Bazı anlar vardır ki, insanın sağlığında ne kadar tahribat olursa olsun, üzerinden kaç yıl geçerse geçsin hafızalardan silinmez. İşte böyle bir andı o an
Bazı anlar vardır ki, insanın sağlığında ne kadar tahribat olursa olsun, üzerinden kaç yıl geçerse geçsin hafızalardan silinmez. İşte böyle bir andı o an.

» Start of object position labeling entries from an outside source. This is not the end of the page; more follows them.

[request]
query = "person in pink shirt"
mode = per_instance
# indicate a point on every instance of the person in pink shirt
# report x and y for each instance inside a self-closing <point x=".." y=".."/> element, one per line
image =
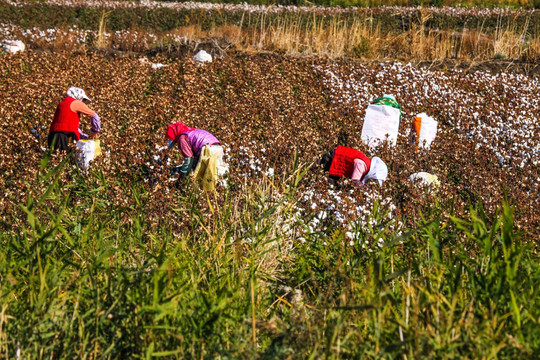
<point x="190" y="142"/>
<point x="65" y="125"/>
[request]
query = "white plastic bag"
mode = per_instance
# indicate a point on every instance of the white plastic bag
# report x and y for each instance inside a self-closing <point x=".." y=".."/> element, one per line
<point x="202" y="57"/>
<point x="88" y="150"/>
<point x="380" y="121"/>
<point x="13" y="46"/>
<point x="428" y="131"/>
<point x="425" y="179"/>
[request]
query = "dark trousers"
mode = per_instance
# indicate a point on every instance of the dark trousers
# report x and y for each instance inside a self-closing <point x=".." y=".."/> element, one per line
<point x="62" y="140"/>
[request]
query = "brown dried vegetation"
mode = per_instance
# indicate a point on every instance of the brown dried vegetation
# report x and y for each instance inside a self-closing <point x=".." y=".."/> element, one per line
<point x="276" y="103"/>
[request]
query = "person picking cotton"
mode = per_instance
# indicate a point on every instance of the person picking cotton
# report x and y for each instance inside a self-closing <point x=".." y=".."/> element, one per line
<point x="355" y="165"/>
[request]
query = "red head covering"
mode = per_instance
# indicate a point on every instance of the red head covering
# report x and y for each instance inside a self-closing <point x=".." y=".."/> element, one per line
<point x="176" y="129"/>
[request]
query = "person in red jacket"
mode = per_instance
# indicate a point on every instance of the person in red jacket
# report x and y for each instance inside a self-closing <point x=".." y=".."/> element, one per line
<point x="353" y="164"/>
<point x="65" y="125"/>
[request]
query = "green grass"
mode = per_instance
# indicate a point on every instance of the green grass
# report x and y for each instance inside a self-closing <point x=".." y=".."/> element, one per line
<point x="84" y="277"/>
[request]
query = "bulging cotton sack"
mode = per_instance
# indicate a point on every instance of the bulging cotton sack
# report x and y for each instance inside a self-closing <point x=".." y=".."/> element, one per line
<point x="202" y="57"/>
<point x="380" y="121"/>
<point x="425" y="178"/>
<point x="12" y="46"/>
<point x="423" y="131"/>
<point x="88" y="150"/>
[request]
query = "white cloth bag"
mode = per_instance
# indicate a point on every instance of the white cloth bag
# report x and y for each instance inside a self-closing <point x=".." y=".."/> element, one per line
<point x="380" y="121"/>
<point x="12" y="46"/>
<point x="428" y="131"/>
<point x="87" y="152"/>
<point x="202" y="57"/>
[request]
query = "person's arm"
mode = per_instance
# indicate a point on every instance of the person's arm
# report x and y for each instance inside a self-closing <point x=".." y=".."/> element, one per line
<point x="82" y="135"/>
<point x="187" y="151"/>
<point x="81" y="108"/>
<point x="95" y="124"/>
<point x="360" y="168"/>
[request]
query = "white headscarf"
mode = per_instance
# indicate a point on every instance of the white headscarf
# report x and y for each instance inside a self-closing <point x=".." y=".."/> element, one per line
<point x="377" y="170"/>
<point x="77" y="93"/>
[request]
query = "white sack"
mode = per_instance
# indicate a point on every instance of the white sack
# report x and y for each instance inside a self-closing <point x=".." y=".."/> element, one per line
<point x="428" y="131"/>
<point x="202" y="57"/>
<point x="86" y="153"/>
<point x="425" y="179"/>
<point x="380" y="120"/>
<point x="13" y="46"/>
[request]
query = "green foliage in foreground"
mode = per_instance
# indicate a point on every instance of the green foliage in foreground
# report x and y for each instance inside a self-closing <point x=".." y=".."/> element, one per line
<point x="85" y="278"/>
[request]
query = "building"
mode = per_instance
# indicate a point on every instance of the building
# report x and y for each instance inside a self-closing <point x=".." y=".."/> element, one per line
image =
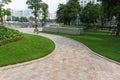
<point x="52" y="16"/>
<point x="83" y="3"/>
<point x="21" y="13"/>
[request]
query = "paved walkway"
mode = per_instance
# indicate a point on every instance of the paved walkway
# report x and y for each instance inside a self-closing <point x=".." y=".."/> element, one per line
<point x="69" y="61"/>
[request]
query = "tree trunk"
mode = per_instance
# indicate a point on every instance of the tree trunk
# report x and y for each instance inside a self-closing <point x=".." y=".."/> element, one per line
<point x="1" y="20"/>
<point x="118" y="29"/>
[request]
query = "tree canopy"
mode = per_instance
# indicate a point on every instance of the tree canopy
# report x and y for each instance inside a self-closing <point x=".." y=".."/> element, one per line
<point x="67" y="13"/>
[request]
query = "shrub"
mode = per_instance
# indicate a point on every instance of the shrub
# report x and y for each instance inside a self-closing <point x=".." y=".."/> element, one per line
<point x="8" y="35"/>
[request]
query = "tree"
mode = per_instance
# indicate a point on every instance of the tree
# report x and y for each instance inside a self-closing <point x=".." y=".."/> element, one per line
<point x="23" y="19"/>
<point x="31" y="18"/>
<point x="3" y="12"/>
<point x="44" y="13"/>
<point x="35" y="5"/>
<point x="90" y="13"/>
<point x="69" y="12"/>
<point x="112" y="8"/>
<point x="60" y="13"/>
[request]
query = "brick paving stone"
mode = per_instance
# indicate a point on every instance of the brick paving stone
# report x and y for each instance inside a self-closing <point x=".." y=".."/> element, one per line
<point x="69" y="61"/>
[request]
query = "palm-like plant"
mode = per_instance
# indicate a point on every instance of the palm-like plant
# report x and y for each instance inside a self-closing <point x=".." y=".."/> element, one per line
<point x="3" y="11"/>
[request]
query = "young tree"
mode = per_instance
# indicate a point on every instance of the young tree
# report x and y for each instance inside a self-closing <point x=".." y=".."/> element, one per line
<point x="4" y="12"/>
<point x="71" y="11"/>
<point x="112" y="8"/>
<point x="60" y="13"/>
<point x="35" y="5"/>
<point x="90" y="13"/>
<point x="44" y="13"/>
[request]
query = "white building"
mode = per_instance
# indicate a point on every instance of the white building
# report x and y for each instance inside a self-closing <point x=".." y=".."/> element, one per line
<point x="83" y="3"/>
<point x="51" y="15"/>
<point x="21" y="13"/>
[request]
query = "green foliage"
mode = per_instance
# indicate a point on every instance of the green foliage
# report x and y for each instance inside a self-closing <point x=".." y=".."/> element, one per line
<point x="4" y="12"/>
<point x="90" y="13"/>
<point x="9" y="35"/>
<point x="29" y="48"/>
<point x="69" y="12"/>
<point x="23" y="19"/>
<point x="35" y="5"/>
<point x="60" y="13"/>
<point x="112" y="8"/>
<point x="44" y="12"/>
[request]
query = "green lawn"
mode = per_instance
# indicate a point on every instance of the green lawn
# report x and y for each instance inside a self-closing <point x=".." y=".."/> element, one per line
<point x="100" y="42"/>
<point x="29" y="48"/>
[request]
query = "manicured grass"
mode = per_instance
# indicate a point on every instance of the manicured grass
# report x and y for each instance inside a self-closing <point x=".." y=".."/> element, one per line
<point x="100" y="42"/>
<point x="8" y="35"/>
<point x="29" y="48"/>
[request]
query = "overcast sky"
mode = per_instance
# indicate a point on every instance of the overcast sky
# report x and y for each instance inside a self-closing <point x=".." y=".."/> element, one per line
<point x="21" y="4"/>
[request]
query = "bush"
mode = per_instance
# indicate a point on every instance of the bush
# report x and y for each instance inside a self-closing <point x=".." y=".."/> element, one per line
<point x="8" y="35"/>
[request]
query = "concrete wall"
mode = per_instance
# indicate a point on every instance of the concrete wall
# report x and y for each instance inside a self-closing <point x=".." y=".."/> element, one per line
<point x="66" y="30"/>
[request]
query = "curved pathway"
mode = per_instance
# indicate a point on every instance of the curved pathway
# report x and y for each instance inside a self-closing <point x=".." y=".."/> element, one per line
<point x="69" y="61"/>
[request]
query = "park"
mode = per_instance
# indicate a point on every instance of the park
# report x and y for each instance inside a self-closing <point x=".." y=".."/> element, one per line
<point x="82" y="43"/>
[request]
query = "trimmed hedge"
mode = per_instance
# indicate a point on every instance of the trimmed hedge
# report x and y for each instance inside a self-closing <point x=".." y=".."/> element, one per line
<point x="8" y="35"/>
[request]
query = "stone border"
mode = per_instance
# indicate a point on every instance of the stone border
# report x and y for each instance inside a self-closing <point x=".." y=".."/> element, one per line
<point x="31" y="61"/>
<point x="97" y="54"/>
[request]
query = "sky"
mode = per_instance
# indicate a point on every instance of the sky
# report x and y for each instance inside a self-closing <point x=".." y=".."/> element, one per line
<point x="21" y="4"/>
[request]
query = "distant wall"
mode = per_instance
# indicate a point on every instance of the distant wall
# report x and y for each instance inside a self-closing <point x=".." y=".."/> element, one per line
<point x="66" y="30"/>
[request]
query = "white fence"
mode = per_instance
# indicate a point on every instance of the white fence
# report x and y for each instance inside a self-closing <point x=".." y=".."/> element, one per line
<point x="66" y="30"/>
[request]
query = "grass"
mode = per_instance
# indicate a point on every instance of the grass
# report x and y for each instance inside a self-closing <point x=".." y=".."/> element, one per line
<point x="8" y="35"/>
<point x="100" y="42"/>
<point x="71" y="26"/>
<point x="29" y="48"/>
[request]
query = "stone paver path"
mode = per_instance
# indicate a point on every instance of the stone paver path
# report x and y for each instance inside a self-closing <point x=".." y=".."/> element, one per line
<point x="69" y="61"/>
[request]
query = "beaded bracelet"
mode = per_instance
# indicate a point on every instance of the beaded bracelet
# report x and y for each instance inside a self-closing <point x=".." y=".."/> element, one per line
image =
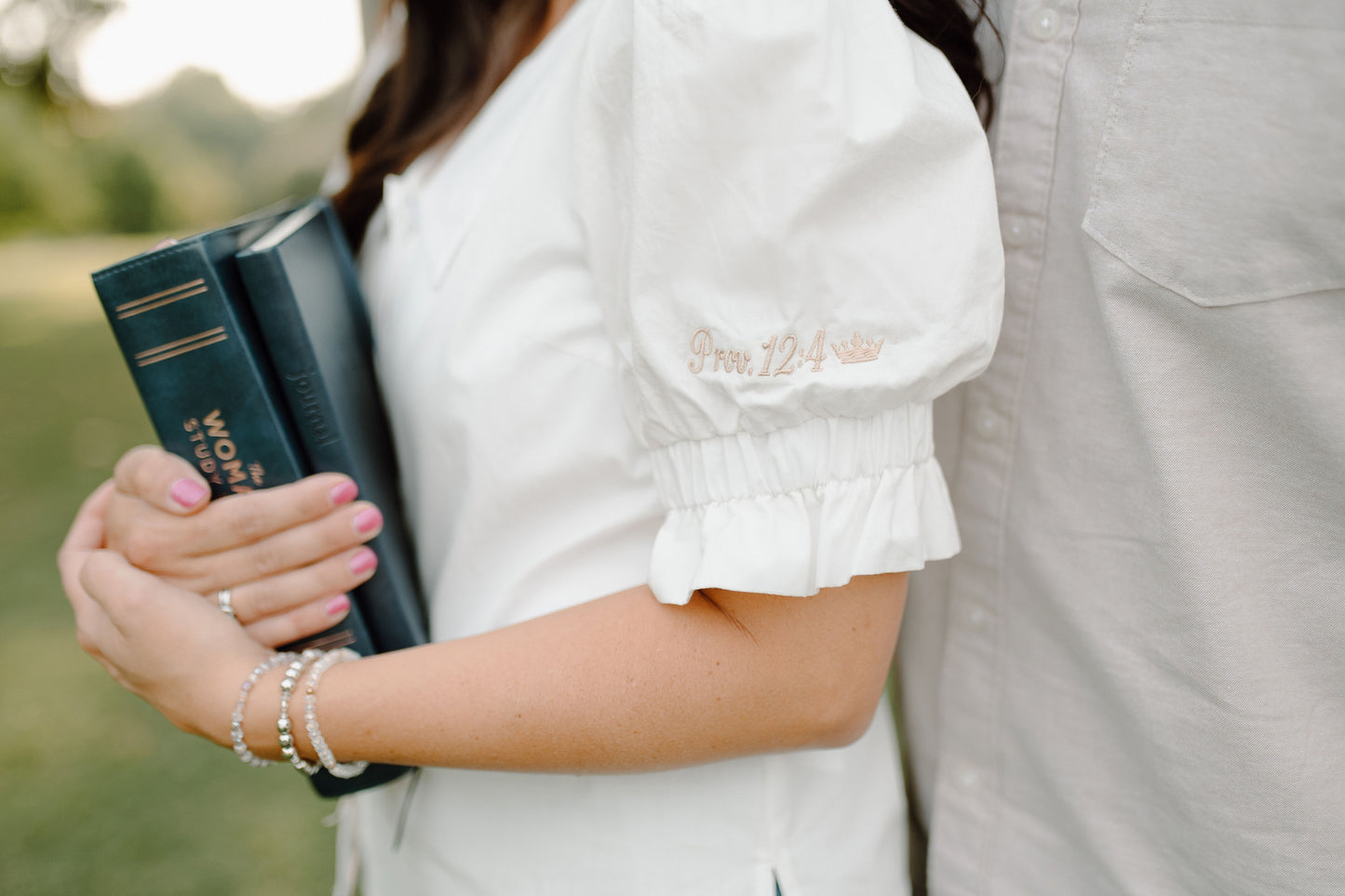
<point x="315" y="735"/>
<point x="235" y="720"/>
<point x="287" y="687"/>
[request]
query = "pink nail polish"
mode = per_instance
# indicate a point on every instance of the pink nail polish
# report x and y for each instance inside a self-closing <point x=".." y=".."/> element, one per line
<point x="369" y="519"/>
<point x="363" y="561"/>
<point x="187" y="491"/>
<point x="343" y="494"/>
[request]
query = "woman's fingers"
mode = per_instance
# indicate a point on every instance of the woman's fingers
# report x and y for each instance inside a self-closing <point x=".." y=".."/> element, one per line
<point x="302" y="622"/>
<point x="248" y="518"/>
<point x="284" y="592"/>
<point x="162" y="480"/>
<point x="206" y="551"/>
<point x="292" y="549"/>
<point x="165" y="643"/>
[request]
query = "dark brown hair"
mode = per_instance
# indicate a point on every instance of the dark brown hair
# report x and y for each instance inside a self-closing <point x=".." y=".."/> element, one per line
<point x="456" y="53"/>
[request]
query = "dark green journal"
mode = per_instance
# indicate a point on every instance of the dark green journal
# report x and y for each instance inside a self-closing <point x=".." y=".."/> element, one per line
<point x="251" y="352"/>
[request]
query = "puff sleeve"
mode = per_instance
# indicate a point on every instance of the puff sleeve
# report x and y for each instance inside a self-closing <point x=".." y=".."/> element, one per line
<point x="791" y="222"/>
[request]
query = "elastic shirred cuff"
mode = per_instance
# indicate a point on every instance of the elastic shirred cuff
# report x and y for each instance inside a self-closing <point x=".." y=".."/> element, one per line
<point x="800" y="509"/>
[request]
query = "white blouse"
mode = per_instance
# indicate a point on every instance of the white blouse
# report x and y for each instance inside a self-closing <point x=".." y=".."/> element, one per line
<point x="671" y="310"/>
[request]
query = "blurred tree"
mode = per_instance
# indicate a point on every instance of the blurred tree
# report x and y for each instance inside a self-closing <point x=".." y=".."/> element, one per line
<point x="129" y="193"/>
<point x="38" y="41"/>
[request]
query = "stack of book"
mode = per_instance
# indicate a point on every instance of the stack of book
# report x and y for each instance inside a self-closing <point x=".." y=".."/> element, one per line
<point x="251" y="350"/>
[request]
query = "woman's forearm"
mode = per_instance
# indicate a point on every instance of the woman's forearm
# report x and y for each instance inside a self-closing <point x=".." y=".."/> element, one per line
<point x="617" y="684"/>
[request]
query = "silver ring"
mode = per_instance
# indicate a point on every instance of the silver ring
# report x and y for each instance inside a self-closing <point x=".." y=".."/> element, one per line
<point x="226" y="602"/>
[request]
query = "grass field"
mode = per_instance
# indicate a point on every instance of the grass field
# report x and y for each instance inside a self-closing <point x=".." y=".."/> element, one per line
<point x="99" y="794"/>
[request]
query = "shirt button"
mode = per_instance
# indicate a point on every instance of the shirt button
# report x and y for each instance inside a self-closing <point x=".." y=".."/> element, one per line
<point x="989" y="425"/>
<point x="1013" y="232"/>
<point x="1044" y="23"/>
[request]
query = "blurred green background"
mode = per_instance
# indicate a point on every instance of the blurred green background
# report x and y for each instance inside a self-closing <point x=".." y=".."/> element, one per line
<point x="97" y="793"/>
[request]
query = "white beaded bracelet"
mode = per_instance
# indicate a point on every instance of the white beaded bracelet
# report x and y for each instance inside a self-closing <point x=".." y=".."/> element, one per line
<point x="315" y="735"/>
<point x="287" y="688"/>
<point x="235" y="720"/>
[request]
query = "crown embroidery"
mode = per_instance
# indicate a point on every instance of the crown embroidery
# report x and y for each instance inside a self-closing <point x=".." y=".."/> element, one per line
<point x="857" y="350"/>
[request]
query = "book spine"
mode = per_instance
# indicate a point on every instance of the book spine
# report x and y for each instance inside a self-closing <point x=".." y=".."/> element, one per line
<point x="389" y="599"/>
<point x="186" y="338"/>
<point x="189" y="355"/>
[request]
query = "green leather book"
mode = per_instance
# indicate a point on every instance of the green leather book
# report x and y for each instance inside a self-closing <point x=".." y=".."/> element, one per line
<point x="305" y="298"/>
<point x="190" y="331"/>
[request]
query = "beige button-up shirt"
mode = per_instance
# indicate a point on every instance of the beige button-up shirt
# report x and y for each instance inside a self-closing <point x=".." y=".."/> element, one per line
<point x="1133" y="677"/>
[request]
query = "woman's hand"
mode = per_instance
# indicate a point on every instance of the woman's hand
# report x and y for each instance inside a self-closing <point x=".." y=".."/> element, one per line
<point x="287" y="554"/>
<point x="160" y="642"/>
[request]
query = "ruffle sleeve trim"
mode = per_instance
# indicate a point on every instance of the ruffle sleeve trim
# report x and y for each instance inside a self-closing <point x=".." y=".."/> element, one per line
<point x="801" y="509"/>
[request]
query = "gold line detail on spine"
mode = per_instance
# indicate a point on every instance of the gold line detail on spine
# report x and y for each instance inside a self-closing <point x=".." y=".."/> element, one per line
<point x="162" y="303"/>
<point x="181" y="346"/>
<point x="190" y="284"/>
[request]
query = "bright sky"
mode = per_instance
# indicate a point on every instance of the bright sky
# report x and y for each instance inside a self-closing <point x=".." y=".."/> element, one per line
<point x="272" y="53"/>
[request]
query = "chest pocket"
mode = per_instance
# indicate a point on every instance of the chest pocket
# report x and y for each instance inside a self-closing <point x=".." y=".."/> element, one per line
<point x="1221" y="172"/>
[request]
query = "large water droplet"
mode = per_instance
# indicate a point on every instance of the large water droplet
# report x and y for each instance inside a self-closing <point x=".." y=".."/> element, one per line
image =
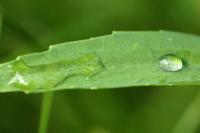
<point x="170" y="63"/>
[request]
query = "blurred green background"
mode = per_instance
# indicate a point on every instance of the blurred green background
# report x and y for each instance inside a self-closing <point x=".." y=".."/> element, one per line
<point x="32" y="25"/>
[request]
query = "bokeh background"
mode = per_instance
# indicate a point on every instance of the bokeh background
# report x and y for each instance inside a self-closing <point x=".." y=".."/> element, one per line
<point x="32" y="25"/>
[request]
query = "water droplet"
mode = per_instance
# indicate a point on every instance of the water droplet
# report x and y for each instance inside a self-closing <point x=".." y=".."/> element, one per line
<point x="170" y="63"/>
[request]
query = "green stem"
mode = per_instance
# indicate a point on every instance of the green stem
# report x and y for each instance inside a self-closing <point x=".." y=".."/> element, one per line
<point x="45" y="112"/>
<point x="190" y="120"/>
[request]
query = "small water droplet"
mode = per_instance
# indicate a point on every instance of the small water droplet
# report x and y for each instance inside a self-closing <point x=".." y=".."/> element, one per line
<point x="18" y="79"/>
<point x="170" y="63"/>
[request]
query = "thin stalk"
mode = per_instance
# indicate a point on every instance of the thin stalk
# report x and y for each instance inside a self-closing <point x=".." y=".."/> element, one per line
<point x="190" y="120"/>
<point x="45" y="112"/>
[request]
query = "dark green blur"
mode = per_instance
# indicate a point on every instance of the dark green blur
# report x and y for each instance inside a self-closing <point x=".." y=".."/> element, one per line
<point x="32" y="25"/>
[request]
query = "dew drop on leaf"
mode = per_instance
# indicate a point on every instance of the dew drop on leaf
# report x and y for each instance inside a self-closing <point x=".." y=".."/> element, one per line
<point x="170" y="63"/>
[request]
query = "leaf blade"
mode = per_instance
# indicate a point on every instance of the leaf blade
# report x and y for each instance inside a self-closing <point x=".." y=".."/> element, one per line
<point x="122" y="59"/>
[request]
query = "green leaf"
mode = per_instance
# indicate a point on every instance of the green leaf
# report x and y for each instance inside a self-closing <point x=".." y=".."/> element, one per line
<point x="122" y="59"/>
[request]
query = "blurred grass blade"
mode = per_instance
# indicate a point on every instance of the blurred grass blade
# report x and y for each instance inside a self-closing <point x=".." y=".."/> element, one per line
<point x="45" y="112"/>
<point x="1" y="20"/>
<point x="122" y="59"/>
<point x="190" y="120"/>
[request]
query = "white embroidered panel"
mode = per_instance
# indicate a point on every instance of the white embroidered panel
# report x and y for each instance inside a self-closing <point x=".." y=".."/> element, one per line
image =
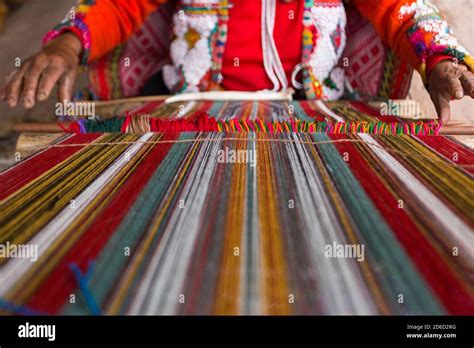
<point x="190" y="50"/>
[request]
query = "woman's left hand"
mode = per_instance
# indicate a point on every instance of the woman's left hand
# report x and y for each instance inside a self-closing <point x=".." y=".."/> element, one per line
<point x="448" y="81"/>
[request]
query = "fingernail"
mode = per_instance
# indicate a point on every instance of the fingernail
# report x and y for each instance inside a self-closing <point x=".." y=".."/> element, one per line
<point x="11" y="101"/>
<point x="41" y="96"/>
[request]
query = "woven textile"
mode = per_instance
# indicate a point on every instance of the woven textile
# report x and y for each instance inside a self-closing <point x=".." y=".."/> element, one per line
<point x="340" y="117"/>
<point x="158" y="223"/>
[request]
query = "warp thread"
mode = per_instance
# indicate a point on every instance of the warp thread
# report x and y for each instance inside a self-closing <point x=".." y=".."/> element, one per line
<point x="204" y="123"/>
<point x="83" y="280"/>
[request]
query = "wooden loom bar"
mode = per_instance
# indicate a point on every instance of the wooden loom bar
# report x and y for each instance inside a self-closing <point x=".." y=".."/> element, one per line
<point x="456" y="129"/>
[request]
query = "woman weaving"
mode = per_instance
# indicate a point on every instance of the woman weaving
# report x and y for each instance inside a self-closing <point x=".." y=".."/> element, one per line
<point x="321" y="48"/>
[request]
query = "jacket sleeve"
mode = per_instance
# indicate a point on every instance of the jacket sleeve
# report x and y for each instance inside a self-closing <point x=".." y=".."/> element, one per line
<point x="103" y="24"/>
<point x="415" y="30"/>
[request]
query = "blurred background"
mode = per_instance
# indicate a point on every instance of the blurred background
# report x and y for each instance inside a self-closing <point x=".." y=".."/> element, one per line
<point x="26" y="23"/>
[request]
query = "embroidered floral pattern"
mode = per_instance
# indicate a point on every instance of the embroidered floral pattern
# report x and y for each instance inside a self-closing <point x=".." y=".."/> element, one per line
<point x="190" y="50"/>
<point x="430" y="33"/>
<point x="74" y="22"/>
<point x="330" y="21"/>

O tartışmamız esnasında, “Ne yazık ki sadece düşmana karşı mücadelemizde değil, yanlışlarımızın bedelini de ödeyerek yürüyeceğiz” demiştin. Sana öyle bir öfkelenmiştim ki, ÖO’dan dolayı varolan titremem birkaç misli artmıştı. Elini omzuma koyup dostluğun tüm sıcaklığını hissettirircesine sımsıkı tutuyordun. Konuşamayacak kadar durgunlaştığımı görünce, “söyle, içinden geldiği gibi konuş” derken, rica ediyordun... Ve ben “Düşmandan korkmak anlamsızdır! Beni asıl yaralayan ve üzen, dost bildiklerimin arkamdan attığı(310)oklar ve yaralandığımda onların yüzünde gördüğüm o acı gülümseyiştir” deyiverdim. Ve hemen ekledim, “Mao da bir sohbetinde böyle söylemişti!” “Vay allahsız Maocu vaaay!” dedin. İşte o anki derin, anlamlı ve bir o kadar da sevgi dolu bakışın, tek kelime söylemeden elimi sımsıkı kavrayarak ağır ağır yürüyebilmeme destek oluşun, kısacası gülüm, işte o anki tutumun ve sessiz mesajın, öylesine anlamlı, öylesine yüce, öylesine erdemliydi ki... Sözcükler bulunmadı henüz o güzelliğini dile getirmek için.